An answer to the first question is offered by the Connecticut Clean Energy Fund:
On October 3, 2008, President Bush signed into law the “Energy Improvement and Extension Act of 2008,” which extended for eight years the 30 percent Federal Personal Income Tax Credit on qualified solar systems, but eliminated the $2,000 incentive limit. The federal tax incentive benefits Connecticut’s electric ratepayers by increasing the allowable federal contribution, thus decreasing the need for the CCEF’s ratepayer funded contribution for residential solar systems in Connecticut.
To maintain the same percentage of “out-of-pocket” expenses for residential solar systems as was previously offered to applicants under the CCEF’s Solar PV Rebate Program, the CCEF Board has approved reductions to the solar rebate cap levels (excluding solar lease applications) as follows:
Previous Rebate Level: $5.00 for the first 5kW; $4.30 for the next 5kW
New Rebate Level: $4.00 for the first 5kW; $2.50 for the next 5kW
These new solar rebate levels will apply to all solar systems commissioned on or after January 1, 2009. The previous rebate levels will continue to apply to those solar systems commissioned prior to January 1, 2009.

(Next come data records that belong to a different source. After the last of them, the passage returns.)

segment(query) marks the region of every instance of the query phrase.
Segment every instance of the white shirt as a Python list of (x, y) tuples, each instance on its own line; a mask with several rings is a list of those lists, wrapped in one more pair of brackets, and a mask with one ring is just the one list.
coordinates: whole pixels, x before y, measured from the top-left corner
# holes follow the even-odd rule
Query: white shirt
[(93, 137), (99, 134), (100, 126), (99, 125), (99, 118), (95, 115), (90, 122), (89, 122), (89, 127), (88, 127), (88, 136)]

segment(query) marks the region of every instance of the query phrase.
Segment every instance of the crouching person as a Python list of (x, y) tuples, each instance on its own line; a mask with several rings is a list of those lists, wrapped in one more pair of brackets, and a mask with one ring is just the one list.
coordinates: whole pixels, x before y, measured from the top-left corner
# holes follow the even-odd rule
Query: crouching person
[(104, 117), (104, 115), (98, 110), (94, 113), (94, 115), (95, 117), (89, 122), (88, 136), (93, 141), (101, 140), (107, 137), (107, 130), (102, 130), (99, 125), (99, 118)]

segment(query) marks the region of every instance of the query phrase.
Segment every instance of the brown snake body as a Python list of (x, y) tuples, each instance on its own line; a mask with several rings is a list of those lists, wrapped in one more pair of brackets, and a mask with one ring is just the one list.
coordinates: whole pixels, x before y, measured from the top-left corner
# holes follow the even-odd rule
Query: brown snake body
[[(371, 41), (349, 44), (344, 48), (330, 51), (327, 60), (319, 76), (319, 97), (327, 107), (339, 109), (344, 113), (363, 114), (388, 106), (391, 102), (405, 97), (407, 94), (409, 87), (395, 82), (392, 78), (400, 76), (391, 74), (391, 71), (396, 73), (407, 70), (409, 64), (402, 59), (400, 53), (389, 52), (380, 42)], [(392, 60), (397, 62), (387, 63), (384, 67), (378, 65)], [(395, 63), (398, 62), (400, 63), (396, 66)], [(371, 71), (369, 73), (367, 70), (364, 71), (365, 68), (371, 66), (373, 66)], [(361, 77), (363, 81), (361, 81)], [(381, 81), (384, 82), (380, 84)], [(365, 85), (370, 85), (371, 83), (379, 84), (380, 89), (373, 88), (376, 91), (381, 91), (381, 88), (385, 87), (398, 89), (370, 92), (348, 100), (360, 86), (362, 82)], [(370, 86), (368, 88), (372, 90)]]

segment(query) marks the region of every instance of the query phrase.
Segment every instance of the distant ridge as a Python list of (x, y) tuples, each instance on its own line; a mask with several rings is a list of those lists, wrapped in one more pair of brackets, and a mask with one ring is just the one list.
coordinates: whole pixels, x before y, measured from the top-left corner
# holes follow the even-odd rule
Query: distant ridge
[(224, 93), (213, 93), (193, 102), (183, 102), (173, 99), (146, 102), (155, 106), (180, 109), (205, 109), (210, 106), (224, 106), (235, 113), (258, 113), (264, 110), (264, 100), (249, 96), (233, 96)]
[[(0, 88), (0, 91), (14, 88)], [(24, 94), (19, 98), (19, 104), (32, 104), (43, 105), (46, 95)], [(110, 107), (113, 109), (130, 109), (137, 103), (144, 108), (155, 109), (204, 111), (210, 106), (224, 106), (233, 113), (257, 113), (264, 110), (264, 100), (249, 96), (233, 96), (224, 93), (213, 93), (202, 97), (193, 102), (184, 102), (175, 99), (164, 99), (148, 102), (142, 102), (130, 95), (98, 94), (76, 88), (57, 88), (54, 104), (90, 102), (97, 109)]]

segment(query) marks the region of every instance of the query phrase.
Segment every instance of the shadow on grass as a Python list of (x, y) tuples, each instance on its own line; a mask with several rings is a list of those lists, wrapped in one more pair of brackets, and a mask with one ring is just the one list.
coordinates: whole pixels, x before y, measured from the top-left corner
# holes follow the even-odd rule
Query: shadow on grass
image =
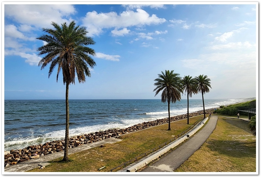
[(256, 142), (213, 140), (207, 146), (213, 151), (235, 158), (255, 157)]
[(237, 118), (231, 119), (226, 118), (223, 117), (220, 117), (223, 119), (223, 120), (229, 124), (238, 127), (239, 129), (243, 129), (245, 131), (252, 134), (248, 128), (248, 124), (249, 122), (239, 119)]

The extension in October of the Investment Tax Credit (ITC) means that you can claim a tax credit representing up to 30 percent of the costs of your solar energy system. For a 3-kW residential system costing $27,000 (at $9.00 per installed watt), the eligible credit would be worth over $8,000. There are limits on how much of the credit you can take in a given year, but it’s clear that the new federal rules are a real boon for buyers of solar energy systems. So, from the state lawmakers’ perspective, it makes sense to reduce the rebate levels available. As Barron’s blogger Eric Savitz notes,
… Xcel said that because customers will get a bigger boost from Uncle Sam, it could cut its own discount without much of a change in overall consumer system costs. The [Denver Post] story notes that Xcel now estimates that a typical rooftop solar system of 4.5 KW will cost customers $14.175 after all credits and rebates, versus $13,750 before Xcel’s credit reduction. While not a big change in overall costs, the move does have the effect of sharply increasing upfront costs, since the tax credit is not received immediately.

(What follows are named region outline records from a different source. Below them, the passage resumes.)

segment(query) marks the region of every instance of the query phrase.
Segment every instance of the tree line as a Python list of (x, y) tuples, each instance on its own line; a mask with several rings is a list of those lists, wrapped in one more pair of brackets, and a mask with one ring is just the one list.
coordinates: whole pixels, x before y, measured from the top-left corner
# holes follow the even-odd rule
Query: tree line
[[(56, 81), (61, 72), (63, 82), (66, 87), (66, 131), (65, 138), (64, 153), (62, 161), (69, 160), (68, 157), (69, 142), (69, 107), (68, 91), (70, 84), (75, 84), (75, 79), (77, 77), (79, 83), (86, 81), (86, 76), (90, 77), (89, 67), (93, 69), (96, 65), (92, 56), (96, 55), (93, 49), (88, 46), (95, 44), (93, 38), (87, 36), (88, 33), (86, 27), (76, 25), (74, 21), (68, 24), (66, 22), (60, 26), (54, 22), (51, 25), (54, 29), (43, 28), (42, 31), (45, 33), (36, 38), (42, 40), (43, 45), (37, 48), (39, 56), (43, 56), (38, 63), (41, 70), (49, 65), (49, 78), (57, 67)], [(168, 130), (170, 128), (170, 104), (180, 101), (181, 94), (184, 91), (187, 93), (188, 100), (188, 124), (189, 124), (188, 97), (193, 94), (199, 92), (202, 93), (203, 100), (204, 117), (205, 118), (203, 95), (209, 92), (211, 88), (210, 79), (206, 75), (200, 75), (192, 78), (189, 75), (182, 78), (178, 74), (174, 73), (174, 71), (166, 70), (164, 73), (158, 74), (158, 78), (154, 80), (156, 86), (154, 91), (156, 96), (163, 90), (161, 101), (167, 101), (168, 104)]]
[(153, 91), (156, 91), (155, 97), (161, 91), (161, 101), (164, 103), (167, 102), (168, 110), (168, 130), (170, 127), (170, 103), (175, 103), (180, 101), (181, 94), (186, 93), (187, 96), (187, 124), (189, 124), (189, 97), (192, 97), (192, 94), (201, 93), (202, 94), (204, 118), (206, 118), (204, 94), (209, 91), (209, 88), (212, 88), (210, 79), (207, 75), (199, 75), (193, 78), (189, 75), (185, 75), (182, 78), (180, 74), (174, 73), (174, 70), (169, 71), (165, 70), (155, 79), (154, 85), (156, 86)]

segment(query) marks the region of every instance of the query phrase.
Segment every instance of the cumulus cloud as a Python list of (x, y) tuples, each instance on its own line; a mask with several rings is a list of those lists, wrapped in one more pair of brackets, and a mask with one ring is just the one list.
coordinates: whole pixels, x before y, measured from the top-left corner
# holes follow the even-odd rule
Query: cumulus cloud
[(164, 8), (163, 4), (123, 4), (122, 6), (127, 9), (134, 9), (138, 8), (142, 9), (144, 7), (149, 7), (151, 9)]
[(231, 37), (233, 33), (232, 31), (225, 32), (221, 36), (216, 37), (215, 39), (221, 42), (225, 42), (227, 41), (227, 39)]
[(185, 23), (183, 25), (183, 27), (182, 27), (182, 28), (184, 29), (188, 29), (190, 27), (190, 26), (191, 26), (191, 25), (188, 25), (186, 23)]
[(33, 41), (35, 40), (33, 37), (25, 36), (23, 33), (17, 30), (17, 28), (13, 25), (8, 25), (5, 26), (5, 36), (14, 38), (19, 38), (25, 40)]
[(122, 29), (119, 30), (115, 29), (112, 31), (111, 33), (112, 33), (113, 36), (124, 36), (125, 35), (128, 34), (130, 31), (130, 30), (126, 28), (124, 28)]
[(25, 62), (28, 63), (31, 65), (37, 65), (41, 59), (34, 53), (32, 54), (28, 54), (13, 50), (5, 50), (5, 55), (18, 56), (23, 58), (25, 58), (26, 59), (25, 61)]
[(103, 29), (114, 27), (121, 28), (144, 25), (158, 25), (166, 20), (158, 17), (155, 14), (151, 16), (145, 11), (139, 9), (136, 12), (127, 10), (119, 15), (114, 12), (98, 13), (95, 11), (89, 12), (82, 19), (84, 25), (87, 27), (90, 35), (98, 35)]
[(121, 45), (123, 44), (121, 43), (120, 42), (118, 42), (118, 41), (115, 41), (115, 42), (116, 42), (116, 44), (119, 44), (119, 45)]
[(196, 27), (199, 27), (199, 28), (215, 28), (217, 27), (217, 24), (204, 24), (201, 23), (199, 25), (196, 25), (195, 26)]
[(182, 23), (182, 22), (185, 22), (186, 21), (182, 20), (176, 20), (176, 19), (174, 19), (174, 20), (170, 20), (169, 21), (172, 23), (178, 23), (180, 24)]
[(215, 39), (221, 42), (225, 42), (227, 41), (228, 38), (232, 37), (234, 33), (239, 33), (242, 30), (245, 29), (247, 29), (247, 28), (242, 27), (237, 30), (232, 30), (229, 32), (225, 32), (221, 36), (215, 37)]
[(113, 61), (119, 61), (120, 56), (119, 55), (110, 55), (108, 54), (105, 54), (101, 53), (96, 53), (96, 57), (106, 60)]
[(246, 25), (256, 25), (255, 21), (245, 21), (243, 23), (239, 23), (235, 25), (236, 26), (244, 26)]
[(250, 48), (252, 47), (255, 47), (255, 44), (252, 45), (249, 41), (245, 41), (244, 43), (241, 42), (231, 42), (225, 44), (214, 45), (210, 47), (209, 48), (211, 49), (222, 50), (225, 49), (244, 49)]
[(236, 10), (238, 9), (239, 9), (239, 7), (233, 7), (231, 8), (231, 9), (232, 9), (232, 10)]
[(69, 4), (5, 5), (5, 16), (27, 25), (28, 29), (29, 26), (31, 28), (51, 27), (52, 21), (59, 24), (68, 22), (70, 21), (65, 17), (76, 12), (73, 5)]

What does all this mean for you, a potential solar buyer? Should you be worried? As noted in the preceding quotation, a lower per-watt rebate need not sink your solar aspirations. Bolstered by tax support at the federal level, you can still reduce the financial burden associated with purchasing a solar PV system. A lower per-watt rebate does mean, however, that you’ll likely need to foot a bit more of the upfront costs. Of course this is a pain in the butt for many of us, but there are many new financing options and lenders available.

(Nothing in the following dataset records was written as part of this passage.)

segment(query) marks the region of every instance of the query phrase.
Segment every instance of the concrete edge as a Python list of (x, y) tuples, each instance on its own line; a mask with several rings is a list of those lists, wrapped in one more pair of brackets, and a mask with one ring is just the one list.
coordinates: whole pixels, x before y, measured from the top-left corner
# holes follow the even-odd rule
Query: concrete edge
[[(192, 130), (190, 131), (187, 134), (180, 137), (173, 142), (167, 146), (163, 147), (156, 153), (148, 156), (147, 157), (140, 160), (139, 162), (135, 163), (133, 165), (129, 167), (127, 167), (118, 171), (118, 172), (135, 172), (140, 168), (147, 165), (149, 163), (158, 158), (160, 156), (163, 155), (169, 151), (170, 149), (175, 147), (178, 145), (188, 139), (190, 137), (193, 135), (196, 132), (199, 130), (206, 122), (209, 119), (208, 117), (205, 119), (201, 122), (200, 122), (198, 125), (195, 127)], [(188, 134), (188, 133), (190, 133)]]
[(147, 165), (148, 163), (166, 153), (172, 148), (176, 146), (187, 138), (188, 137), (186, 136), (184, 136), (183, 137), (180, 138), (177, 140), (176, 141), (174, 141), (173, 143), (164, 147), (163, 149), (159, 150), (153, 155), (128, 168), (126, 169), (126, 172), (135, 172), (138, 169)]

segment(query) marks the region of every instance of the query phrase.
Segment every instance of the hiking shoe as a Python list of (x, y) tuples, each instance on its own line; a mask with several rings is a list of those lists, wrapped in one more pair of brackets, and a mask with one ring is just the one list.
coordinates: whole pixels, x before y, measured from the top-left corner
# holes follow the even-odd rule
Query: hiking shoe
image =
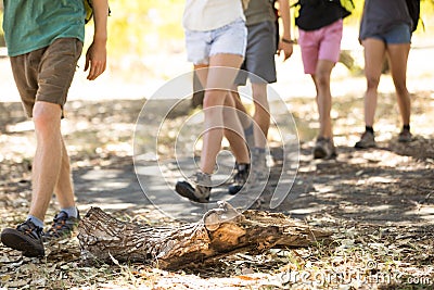
[(334, 148), (331, 138), (318, 137), (314, 147), (314, 159), (331, 159), (336, 156), (336, 149)]
[(230, 194), (237, 194), (243, 188), (247, 181), (250, 171), (250, 164), (235, 163), (235, 175), (233, 176), (232, 185), (228, 188)]
[(403, 130), (399, 133), (398, 141), (399, 141), (399, 142), (405, 142), (405, 143), (411, 142), (411, 141), (412, 141), (412, 135), (411, 135), (410, 130), (408, 130), (408, 129), (403, 129)]
[[(78, 213), (78, 211), (77, 211)], [(53, 224), (43, 236), (43, 241), (52, 241), (58, 239), (71, 238), (75, 228), (80, 222), (80, 214), (77, 217), (68, 216), (64, 211), (61, 211), (54, 216)]]
[(23, 252), (24, 256), (43, 256), (42, 228), (27, 219), (16, 228), (5, 228), (1, 232), (1, 242), (14, 250)]
[(195, 173), (191, 177), (195, 188), (188, 181), (178, 181), (175, 186), (176, 192), (191, 201), (207, 203), (210, 196), (210, 175), (202, 172)]
[(365, 131), (360, 137), (360, 141), (356, 142), (354, 147), (358, 149), (376, 147), (373, 134), (370, 131)]

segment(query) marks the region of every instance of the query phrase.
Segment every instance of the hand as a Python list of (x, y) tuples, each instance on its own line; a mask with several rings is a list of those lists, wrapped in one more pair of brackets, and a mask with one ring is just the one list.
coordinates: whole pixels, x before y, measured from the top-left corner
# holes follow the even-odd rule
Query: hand
[(278, 48), (278, 55), (283, 54), (283, 61), (286, 61), (289, 58), (291, 58), (293, 49), (294, 49), (293, 43), (288, 43), (280, 40)]
[(105, 41), (93, 41), (92, 45), (90, 45), (86, 52), (85, 72), (90, 67), (87, 79), (94, 80), (105, 71), (106, 56), (107, 51), (105, 48)]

In the end, the move by states to reduce individual rebate payouts shouldn’t be viewed as a new era of doom and gloom for renewable energy. As solar technologies continue their upward march in efficiency (and downward march in price), prospects will continue to brighten. And as the market for renewable energy credits (RECs), like New Jersey’s, are strengthened, there will be increased opportunities for PV owners to derive cash value from their system’s output.